La coppia Blackmon – McCraee ha fatto molto male all’andata ad una delle peggiori Virtus difensive dell’anno. Giocatori molto diversi: Blackmon molto costante, McCraee estremamente ondivago nelle prestazioni. Limitarli, soprattutto il secondo, significherebbe togliere a Pesaro una delle (non moltissime) armi di cui dispone. Dominic Artis, che all’andata ci fece parecchio male, sembra essersi perso dall’arrivo di Boniciolli: 6 punti di media nelle ultime 5 gare. Ancora peggio va Lamond Murray, in odore di taglio e che viene da un DNP, una partita di cifre discrete ma in garbage time contro Trieste ed una bella virgola nell’ultima contro Cantù. L’ultimo arrivato è Mark Lyons, alla quarta con Pesaro ma che finora non ha inciso. 

4. CONTROLLIAMO IL RITMO

Pesaro è, nemmeno troppo a sorpresa, la squadra con il PACE più alto del campionato, elemento abbastanza consueto delle squadre corte che tendono a cercare il canestro nei primi secondi dell’azione perché faticano di più ad attaccare a metà campo, dove fronteggiano in genere difensori più freschi su cui faticano a prendere vantaggio in situazioni statiche. Il rientro difensivo, soprattutto sulla prevedibile messe di rimbalzi di Mockevicius che è bravo ad aprire per il contropiede primario e secondario degli esterni di Pesaro, può essere una chiave per controllare il ritmo ed il punteggio.

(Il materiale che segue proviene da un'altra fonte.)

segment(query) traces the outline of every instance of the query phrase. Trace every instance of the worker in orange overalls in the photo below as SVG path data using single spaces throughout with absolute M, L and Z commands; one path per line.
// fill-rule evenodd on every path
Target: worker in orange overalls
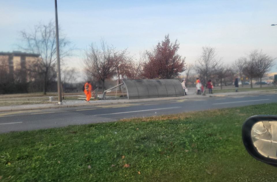
M 84 92 L 87 96 L 87 98 L 85 100 L 87 101 L 87 103 L 88 104 L 89 103 L 90 98 L 91 97 L 91 91 L 92 90 L 92 87 L 90 84 L 90 82 L 88 81 L 85 84 L 84 87 L 85 89 L 84 90 Z

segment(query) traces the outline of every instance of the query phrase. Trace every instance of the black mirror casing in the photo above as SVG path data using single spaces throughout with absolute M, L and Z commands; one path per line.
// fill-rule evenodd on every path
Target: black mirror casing
M 247 119 L 242 126 L 242 141 L 248 153 L 253 157 L 267 164 L 277 167 L 277 159 L 265 157 L 259 153 L 253 143 L 251 132 L 253 126 L 263 121 L 277 122 L 277 116 L 255 116 Z M 276 151 L 277 152 L 277 151 Z

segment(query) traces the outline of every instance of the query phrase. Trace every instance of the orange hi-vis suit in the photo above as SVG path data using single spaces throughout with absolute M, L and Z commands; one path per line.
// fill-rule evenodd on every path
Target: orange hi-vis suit
M 91 90 L 92 89 L 92 87 L 90 83 L 89 83 L 87 82 L 85 84 L 85 90 L 84 90 L 84 92 L 85 94 L 87 96 L 87 101 L 89 101 L 90 100 L 90 98 L 91 97 Z

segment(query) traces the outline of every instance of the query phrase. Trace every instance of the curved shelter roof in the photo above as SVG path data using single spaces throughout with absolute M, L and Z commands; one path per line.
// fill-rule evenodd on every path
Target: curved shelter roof
M 181 83 L 175 79 L 123 80 L 128 99 L 184 96 Z

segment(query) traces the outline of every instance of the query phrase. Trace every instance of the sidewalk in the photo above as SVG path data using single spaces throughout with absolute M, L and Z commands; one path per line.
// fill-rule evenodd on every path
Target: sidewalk
M 214 94 L 208 94 L 205 96 L 197 95 L 196 95 L 195 94 L 194 94 L 193 93 L 190 93 L 189 92 L 188 94 L 188 95 L 181 97 L 172 97 L 129 100 L 119 99 L 112 100 L 98 100 L 95 101 L 91 101 L 91 103 L 89 104 L 86 103 L 84 101 L 63 101 L 63 104 L 61 105 L 58 105 L 56 102 L 53 102 L 53 103 L 38 104 L 0 106 L 0 112 L 56 109 L 93 105 L 106 105 L 122 103 L 136 103 L 159 101 L 174 100 L 184 99 L 189 100 L 203 98 L 206 98 L 209 97 L 232 96 L 257 95 L 262 93 L 268 93 L 269 94 L 272 92 L 275 93 L 276 92 L 265 92 L 264 91 L 250 91 L 241 92 L 226 92 Z

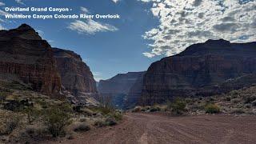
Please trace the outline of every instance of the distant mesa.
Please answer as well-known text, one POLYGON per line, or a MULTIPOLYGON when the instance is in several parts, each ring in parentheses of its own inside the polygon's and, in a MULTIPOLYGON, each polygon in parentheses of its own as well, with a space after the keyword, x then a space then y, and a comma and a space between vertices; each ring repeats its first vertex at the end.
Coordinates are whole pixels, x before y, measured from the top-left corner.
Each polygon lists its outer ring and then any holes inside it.
POLYGON ((256 83, 256 42, 208 40, 155 62, 143 78, 141 104, 205 97, 256 83), (250 79, 250 80, 249 80, 250 79))
POLYGON ((92 73, 78 54, 53 49, 27 24, 0 30, 0 75, 13 75, 44 94, 64 94, 74 103, 86 103, 98 94, 92 73))
POLYGON ((118 74, 114 77, 101 80, 98 84, 98 92, 102 96, 111 96, 113 104, 118 108, 126 109, 137 104, 141 95, 142 86, 142 72, 128 72, 118 74))

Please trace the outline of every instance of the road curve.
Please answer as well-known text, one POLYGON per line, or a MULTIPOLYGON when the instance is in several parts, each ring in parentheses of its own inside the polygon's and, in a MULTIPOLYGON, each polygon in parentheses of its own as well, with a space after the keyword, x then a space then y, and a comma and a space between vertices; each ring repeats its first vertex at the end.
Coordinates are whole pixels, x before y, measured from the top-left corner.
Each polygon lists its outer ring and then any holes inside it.
POLYGON ((255 143, 256 116, 126 114, 122 123, 61 143, 255 143))

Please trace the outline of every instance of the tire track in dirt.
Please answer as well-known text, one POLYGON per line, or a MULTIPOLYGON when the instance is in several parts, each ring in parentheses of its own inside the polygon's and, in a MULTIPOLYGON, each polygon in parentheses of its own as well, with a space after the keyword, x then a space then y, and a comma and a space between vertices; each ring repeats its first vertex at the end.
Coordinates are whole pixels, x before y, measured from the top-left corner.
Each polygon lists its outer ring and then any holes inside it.
POLYGON ((254 143, 255 118, 223 114, 170 117, 130 113, 115 126, 93 130, 61 143, 254 143))

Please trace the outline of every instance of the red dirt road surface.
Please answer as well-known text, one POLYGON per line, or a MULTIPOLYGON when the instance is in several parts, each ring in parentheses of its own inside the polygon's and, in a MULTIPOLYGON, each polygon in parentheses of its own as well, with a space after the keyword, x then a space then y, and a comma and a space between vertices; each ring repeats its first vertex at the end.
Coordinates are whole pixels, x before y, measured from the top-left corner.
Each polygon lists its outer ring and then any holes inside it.
POLYGON ((256 143, 256 116, 126 114, 115 126, 61 143, 256 143))

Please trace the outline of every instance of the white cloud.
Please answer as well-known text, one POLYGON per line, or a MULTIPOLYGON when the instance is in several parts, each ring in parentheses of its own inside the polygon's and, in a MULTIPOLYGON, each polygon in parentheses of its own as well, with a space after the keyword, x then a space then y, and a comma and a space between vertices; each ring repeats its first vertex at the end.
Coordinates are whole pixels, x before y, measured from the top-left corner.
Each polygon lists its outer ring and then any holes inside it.
POLYGON ((117 3, 119 0, 112 0, 114 3, 117 3))
POLYGON ((150 10, 160 23, 143 35, 153 42, 151 51, 143 53, 146 57, 174 55, 208 39, 256 40, 255 0, 138 1, 152 3, 150 10))
POLYGON ((147 53, 147 52, 143 53, 143 55, 148 58, 153 58, 154 56, 154 54, 152 54, 151 53, 147 53))
POLYGON ((99 82, 102 79, 102 73, 100 72, 93 72, 94 78, 95 81, 99 82))
POLYGON ((82 12, 83 12, 83 13, 85 13, 85 14, 88 14, 88 13, 89 13, 88 9, 86 9, 86 8, 85 8, 85 7, 83 7, 83 6, 81 6, 81 7, 80 7, 80 10, 81 10, 82 12))
POLYGON ((22 2, 22 0, 15 0, 15 2, 18 4, 21 4, 21 5, 25 5, 25 3, 22 2))
POLYGON ((0 2, 0 6, 5 6, 5 5, 6 5, 5 3, 0 2))
POLYGON ((0 30, 6 30, 6 29, 0 24, 0 30))
POLYGON ((72 30, 76 30, 79 34, 94 34, 97 32, 116 31, 118 29, 109 24, 95 22, 87 19, 86 22, 76 20, 68 26, 72 30))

5. INSISTIAMO SULLA DIFESA

Pesaro è squadra più offensiva che difensiva (benché onestamente, cabala permettendo e senza nascondersi dietro a un dito, abbastanza scarsa in entrambe le fasi del gioco: penultima per Offensive Rating ed ultimissima per Defensive). Vorremmo vedere un’altra grande prova difensiva dei nostri, soprattutto come viatico positivo verso la partita di Nanterre. Limitare Mockevicius e McCraee, non dare ritmo al loro contropiede anche secondario, sfruttare i momenti in cui il loro quintetto dovrà giocoforza rifiatare e vincere bene un’altra partita con gli avversari tenuti magari a basso punteggio sarebbe una grande iniezione di fiducia in vista dell’importante trasferta di mercoledì ed un altro passo verso la nuova identità di squadra, corale in attacco e solida in difesa, che pare avere in mente Sasha Djordjevic.